The order claims that it “celebrates the long tradition of multilingual American citizens who have learned English and passed it to their children.” But you’re not really celebrating multiculturalism if you’re trying to erode it. Being so protective of your culture suggests you’re insecure about its value.
The Trump administration is already trying to curtail what Americans can say; consider its executive order renaming the Gulf of Mexico the Gulf of America and its retaliation against The Associated Press for not following along. Now, with this new order, Trump seeks to shape not just what we say but also how we say it. (It’s no surprise that he highlighted those two initiatives, back to back, in his address to a joint session of Congress on Tuesday night.) A president who treats immigrants like second-class humans is creating second-class languages, too.

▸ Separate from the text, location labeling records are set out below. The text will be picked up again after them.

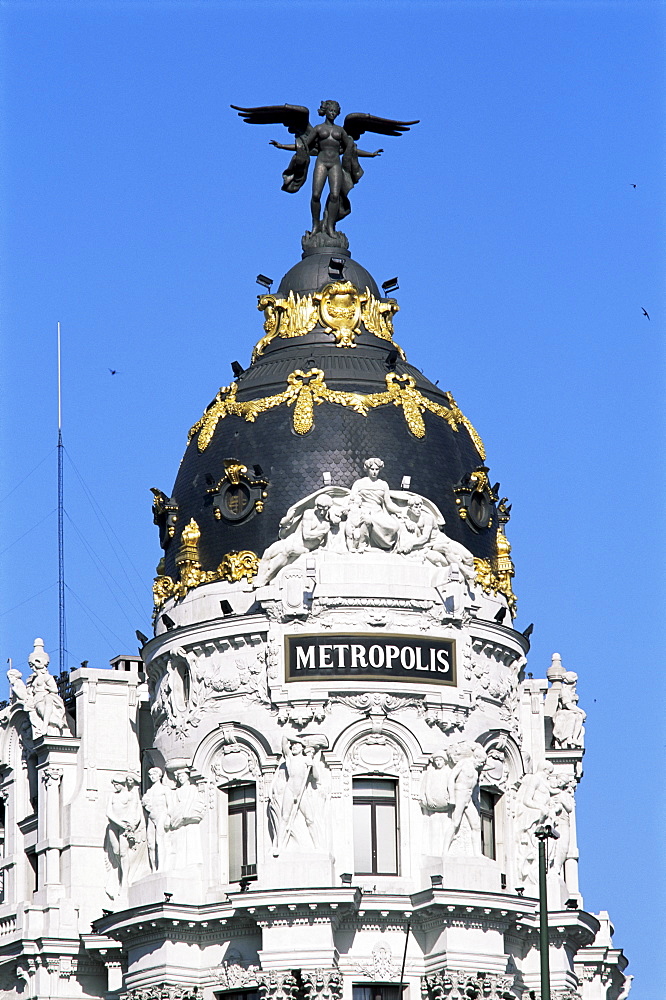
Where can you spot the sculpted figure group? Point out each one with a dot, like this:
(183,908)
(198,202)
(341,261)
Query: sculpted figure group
(368,517)
(156,832)
(544,797)
(449,796)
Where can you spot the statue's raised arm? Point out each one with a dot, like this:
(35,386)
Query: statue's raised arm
(336,153)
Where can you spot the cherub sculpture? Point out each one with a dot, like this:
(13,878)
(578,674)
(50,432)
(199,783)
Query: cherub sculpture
(333,145)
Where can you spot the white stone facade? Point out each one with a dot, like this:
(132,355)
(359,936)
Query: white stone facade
(204,825)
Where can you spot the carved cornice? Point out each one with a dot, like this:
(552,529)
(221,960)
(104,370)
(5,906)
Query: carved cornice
(452,985)
(164,991)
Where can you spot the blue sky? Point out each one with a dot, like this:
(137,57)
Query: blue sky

But language takes unexpected turns, and its meaning cannot be fixed by presidential diktat. Renaming the Gulf of Mexico seems like a simple-minded, jingoistic move, yet the new name may not always mean what Trump wants it to mean. “Gulf of America” takes on more encompassing connotations if by “America” one includes the northern, central and southern reaches of the continent. Who is to say that someday we won’t read it that way, in whatever language we choose, and that Trump’s executive order will have set us on that path?
El Golfo de las Américas would look just fine on a map.